I - Présentation matérielle des actes
Cela concerne la rédaction des actes et leur disposition dans les différents registres.
A - Rédaction des actes
Les actes doivent être établis en respectant les règles de forme précisées par l’article 6 du décret n° 2017-890 du 6 mai 2017 relatif à l'état civil et par les numéros 88 à 132 de l'IGREC.
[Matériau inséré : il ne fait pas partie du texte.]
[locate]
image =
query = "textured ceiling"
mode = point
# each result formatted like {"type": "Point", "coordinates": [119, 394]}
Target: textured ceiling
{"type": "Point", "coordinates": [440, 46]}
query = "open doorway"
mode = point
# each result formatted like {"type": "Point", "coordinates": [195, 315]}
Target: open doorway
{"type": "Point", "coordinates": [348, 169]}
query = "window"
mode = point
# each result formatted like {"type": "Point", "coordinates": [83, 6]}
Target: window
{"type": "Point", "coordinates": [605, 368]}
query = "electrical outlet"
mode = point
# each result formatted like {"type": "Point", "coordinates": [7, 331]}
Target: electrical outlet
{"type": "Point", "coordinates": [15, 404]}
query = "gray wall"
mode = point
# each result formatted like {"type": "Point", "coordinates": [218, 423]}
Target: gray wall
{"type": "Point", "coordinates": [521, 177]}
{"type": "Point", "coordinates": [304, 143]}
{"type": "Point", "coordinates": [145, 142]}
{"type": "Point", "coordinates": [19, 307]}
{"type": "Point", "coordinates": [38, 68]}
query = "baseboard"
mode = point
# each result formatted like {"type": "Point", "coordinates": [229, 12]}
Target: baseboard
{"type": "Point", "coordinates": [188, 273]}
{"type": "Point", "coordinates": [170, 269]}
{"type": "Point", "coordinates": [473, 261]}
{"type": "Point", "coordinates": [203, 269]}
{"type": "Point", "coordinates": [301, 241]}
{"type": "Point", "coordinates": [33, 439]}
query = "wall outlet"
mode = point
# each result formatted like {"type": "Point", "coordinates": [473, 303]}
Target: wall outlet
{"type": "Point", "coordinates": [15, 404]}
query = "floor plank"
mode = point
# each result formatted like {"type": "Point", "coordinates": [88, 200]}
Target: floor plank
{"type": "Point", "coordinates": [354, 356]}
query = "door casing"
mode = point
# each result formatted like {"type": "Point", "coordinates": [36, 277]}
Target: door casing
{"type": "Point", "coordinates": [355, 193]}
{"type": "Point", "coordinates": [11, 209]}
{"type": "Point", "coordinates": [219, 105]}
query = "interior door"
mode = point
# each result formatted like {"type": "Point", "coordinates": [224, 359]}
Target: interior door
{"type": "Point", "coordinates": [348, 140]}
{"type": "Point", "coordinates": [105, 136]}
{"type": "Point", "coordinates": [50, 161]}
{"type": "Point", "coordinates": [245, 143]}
1. Personnes intervenant à l’établissement des actes
Ce sont l’officier de l’état civil, les déclarants et les témoins.
a) Officiers de l’état civil
Les actes de l'état civil sont établis par les officiers de l'état civil. Ces derniers exercent leurs fonctions sous le contrôle du procureur de la République (art. 34-1 du code civil).
Cette qualité est reconnue au maire etaux adjoints ; le maire peut déléguer cette compétence à des conseillers municipaux, voire à des fonctionnaires municipaux. Sa présence étant nécessaire pour conférer à l’acte la force probante authentique, l’officier de l’état civil doit recevoir en personne les déclarations des parties ou des déclarants.
L’officier de l’état civil appelé à recevoir un acte est tenu aux obligations suivantes :
- il doit, en principe, recevoir l’acte à la maison commune. Néanmoins, en cas d’empêchement grave ou de péril imminent de mort, l’officier de l’état civil peut recevoir tout acte au domicile ou à la résidence des parties, bien que cette possibilité n’ait été expressément prévue par la loi qu’en ce qui concerne le mariage (art. 75 du code civil) ;
- il ne peut intervenir à un autre titre dans un acte qu’il établit. Ainsi, il y a incompatibilité entre la célébration d’un mariage par un officier de l’état civil et sa participation au même mariage en qualité de témoin ou d’ascendant donnant à son descendant mineur le consentement requis par la loi ;
- il ne doit consigner dans les actes que ce qui doit être déclaré par les comparants (art. 35 du code civil) ;
- il ne peut refuser de dresser un acte prévu par la loi ;
- il ne peut dresser d’office un acte de l’état civil. S’il apprend qu’une naissance ou qu’un décès ne lui a pas été déclaré, il en informe le procureur de la République qui pourvoit à ce que les faits soient constatés ;
- il appartient à l’officier de l’état civil, en raison du caractère authentique attaché à l’acte, d’inviter les personnes concernées à justifier de leur identité afin d’éviter le risque d’erreur dans la rédaction de celui-ci ;
- il doit donner lecture des actes aux parties comparantes, ou à leur fondé de procuration, et aux témoins et les inviter à en prendre directement connaissance avant de les signer (art. 38 du code civil) ;
- il doit refuser son concours lorsque le caractère illicite, mensonger ou frauduleux de l’acte qu’on lui demande de dresserest révélé.
b) Déclarants
Ils interviennent à l’acte en qualité de parties ou de déclarants.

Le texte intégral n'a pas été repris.